К Томасу, сидевшему рядом со стойкой, подошел Кунц.
— Томас Джордах?
— Привет, Джо, — поздоровался с полицейским Том. Кунц заезжал
в гараж пару раз в неделю, чтобы немного поболтать, при этом он
всегда грозил своей отставкой, так как полицейским платили, по его
мнению, очень мало.
— Ты признаешь, что ты Томас Джордах? — спросил Кунц с
привычными командными нотками в голосе.
— Что происходит, Джо? — спросил его Томас.
— Я задаю тебе вопрос, сынок, — сказал Кунц, играя мышцами,
которые, казалось, вот-вот порвут его мундир.
— Тебе хорошо известно, как меня зовут, — ответил Томас. — К
чему эти глупые шутки?
— Пошли-ка лучше со мной, сынок, — приказал Кунц. — У меня
есть ордер на твой арест. — Он схватил Тома за руку, чуть повыше
локтя. Удивленный Элиас прекратил скрести свою решетку, а ребята с
дровяного склада перестали есть. В ресторане установилась полная
тишина.
— Я заказал кусок пирога и кофе, — объяснил копу Том. — И
убери свои крюки для подвески мясных туш, понял?
— Сколько он должен тебе, Элиас? — крикнул Кунц, крепче
сжимая железными пальцами руку Томаса.
— С кофе и пирогом или без них? — спросил Элиас.
— Без них.
— Семьдесят пять центов.
— Плати, сынок, и пошли со мной и без фокусов. — Он обычно
производил чуть больше двадцати арестов в год и теперь очень
старался наверстать упущенное.
— О'кей, о'кей, иду, — сказал Томас. Он выложил на стойку
восемьдесят пять центов. — Но, ради Христа, не выворачивай мне
руку!
Кунц быстро вывел его из вагона-ресторана. У шоссе с
незаглушенным мотором стоял патрульный полицейский автомобиль,
за рулем сидел напарник Джо, Пит Спинелли.
— Пит, — обратился к нему Томас, — скажи Джо, чтобы он
отпустил меня.
— Заткнись, парень, — грубо оборвал его Спинелли.
Кунц затолкал Тома внутрь, на заднее сиденье, сел рядом, и
патрульная машина рванула с места.
— Против тебя выдвинуто обвинение за преступление,
преследуемое законом, — изнасилование, — сообщил сержант
Хорват. — Обвинение выдвинуто под присягой. Я поставлю в
известность твоего дядю. Он может нанять тебе адвоката. Уведите его,
ребята! — приказал он Кунцу и Спинелли, державшим Тома за руки с
обеих сторон. Они поволокли его в камеру. Томас посмотрел на часы.
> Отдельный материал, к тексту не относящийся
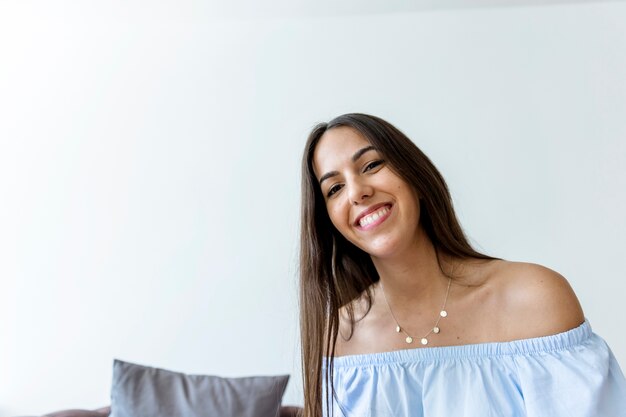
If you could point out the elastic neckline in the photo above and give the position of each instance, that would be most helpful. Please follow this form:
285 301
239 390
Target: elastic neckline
521 347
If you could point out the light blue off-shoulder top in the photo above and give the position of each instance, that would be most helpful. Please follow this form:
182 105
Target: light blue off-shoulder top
570 374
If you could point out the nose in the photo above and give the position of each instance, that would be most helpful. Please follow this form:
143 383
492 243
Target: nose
359 191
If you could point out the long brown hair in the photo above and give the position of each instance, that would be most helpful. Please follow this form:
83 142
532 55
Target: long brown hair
333 271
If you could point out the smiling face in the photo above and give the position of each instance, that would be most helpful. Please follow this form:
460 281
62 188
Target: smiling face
367 202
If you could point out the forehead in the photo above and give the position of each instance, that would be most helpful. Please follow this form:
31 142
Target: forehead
335 148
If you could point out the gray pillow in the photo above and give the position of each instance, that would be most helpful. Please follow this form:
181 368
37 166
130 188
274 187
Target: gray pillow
141 391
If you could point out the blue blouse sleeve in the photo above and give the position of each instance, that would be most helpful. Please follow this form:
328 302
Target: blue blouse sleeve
570 374
583 380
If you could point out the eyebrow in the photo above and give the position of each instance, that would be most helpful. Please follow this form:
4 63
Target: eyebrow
354 158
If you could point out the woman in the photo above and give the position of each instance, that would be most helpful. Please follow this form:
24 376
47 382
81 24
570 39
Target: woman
399 314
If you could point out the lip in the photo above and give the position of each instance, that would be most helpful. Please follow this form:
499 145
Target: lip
368 211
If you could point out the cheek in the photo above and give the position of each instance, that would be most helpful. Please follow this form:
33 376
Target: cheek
337 216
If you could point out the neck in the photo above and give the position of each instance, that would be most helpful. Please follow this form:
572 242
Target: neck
414 275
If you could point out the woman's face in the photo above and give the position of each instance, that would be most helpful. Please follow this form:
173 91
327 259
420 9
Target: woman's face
367 202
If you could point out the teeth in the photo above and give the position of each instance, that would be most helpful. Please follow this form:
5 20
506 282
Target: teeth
370 218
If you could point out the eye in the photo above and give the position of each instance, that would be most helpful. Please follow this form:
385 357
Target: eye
374 164
332 190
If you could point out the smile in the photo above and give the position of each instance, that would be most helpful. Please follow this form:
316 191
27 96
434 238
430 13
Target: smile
375 218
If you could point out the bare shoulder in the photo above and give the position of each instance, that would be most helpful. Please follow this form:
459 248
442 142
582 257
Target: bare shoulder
533 301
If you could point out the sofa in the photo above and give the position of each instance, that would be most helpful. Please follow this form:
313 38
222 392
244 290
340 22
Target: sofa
144 391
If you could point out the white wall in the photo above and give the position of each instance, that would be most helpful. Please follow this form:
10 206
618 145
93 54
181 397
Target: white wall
149 170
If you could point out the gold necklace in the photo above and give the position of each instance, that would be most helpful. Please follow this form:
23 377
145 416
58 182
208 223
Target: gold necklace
435 329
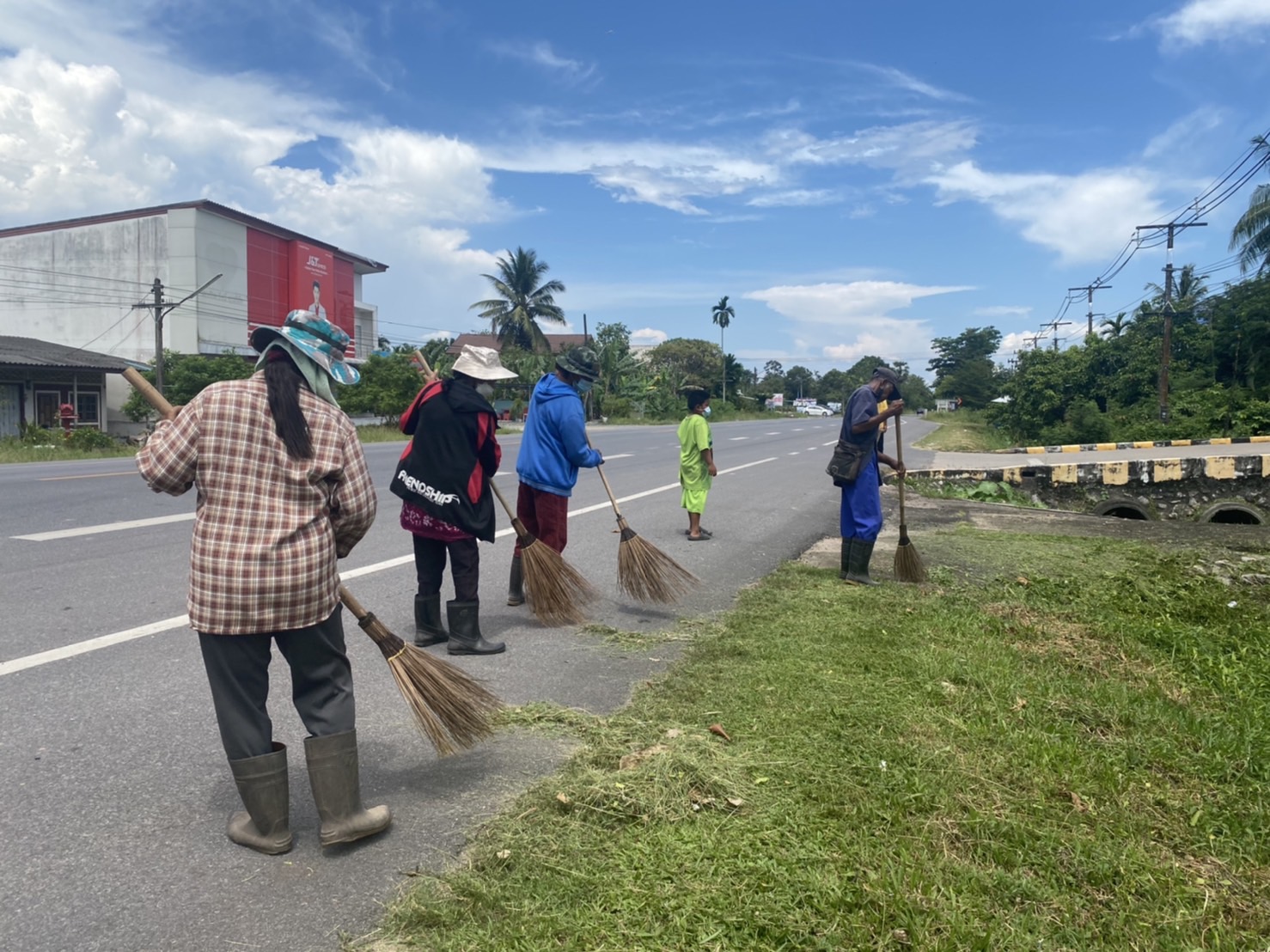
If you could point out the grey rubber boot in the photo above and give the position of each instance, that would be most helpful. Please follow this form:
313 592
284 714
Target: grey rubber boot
338 790
858 569
465 638
516 584
262 782
428 629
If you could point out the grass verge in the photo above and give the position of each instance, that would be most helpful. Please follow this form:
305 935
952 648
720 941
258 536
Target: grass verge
964 432
1059 744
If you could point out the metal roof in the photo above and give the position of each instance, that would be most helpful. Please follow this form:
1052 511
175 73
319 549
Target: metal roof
28 351
367 265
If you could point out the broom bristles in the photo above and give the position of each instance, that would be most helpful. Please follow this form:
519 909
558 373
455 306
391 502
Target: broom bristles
557 592
451 709
648 574
908 561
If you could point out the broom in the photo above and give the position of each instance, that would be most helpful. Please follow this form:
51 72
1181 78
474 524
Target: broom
908 563
557 590
644 571
449 707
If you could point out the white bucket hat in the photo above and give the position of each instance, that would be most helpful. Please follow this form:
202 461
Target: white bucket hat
481 363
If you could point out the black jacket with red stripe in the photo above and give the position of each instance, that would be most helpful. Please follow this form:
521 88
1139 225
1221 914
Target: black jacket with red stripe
452 456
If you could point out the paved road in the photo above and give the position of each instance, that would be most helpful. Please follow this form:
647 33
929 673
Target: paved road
113 784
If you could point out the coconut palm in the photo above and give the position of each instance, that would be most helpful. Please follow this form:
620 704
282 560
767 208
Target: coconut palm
1251 231
513 316
1114 326
722 314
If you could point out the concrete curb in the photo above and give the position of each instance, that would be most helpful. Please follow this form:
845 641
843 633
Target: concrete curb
1139 444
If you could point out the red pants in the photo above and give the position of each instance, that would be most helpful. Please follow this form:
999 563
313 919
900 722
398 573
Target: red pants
545 516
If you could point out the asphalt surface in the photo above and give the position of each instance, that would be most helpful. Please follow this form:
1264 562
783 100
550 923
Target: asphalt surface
113 782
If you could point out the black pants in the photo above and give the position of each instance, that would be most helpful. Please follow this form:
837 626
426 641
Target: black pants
430 563
238 672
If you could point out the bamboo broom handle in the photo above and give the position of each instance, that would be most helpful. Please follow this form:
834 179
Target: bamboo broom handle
148 390
900 459
608 489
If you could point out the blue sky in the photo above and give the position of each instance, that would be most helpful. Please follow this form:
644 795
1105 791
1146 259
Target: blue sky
858 177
Двадцать минут третьего. Судя по всему, миссис Дорнфельд сегодня
обойдется без него.
В камере был еще один заключенный — худощавый, оборванный
мужчина лет пятидесяти. Он явно не брился с неделю. Его арестовали
за браконьерство. Он хотел убить лося.
— Меня сажают за это вот уже двадцать третий раз, — объяснил он
Томасу.
IV
Гарольд Джордах нервно ходил взад и вперед по перрону. Именно
сегодня, как назло, поезд опаздывал. Его мучила изжога, и он с
тревогой то и дело поглаживал себя по животу. Когда с ним
происходит несчастье, это немедленно сказывается на работе желудка.
С двух тридцати вчерашнего дня, когда ему позвонил сержант Хорват
из местной тюрьмы, его преследовали неприятности. Ночью он не
сомкнул глаз. Эльза рыдала всю ночь напролет, а между приступами,
заикаясь, говорила, что теперь вся их семья опозорена навеки, что
теперь она не посмеет показать и носа в городе, и каким же он был
дураком — позволил этому дикому зверю поселиться в их доме!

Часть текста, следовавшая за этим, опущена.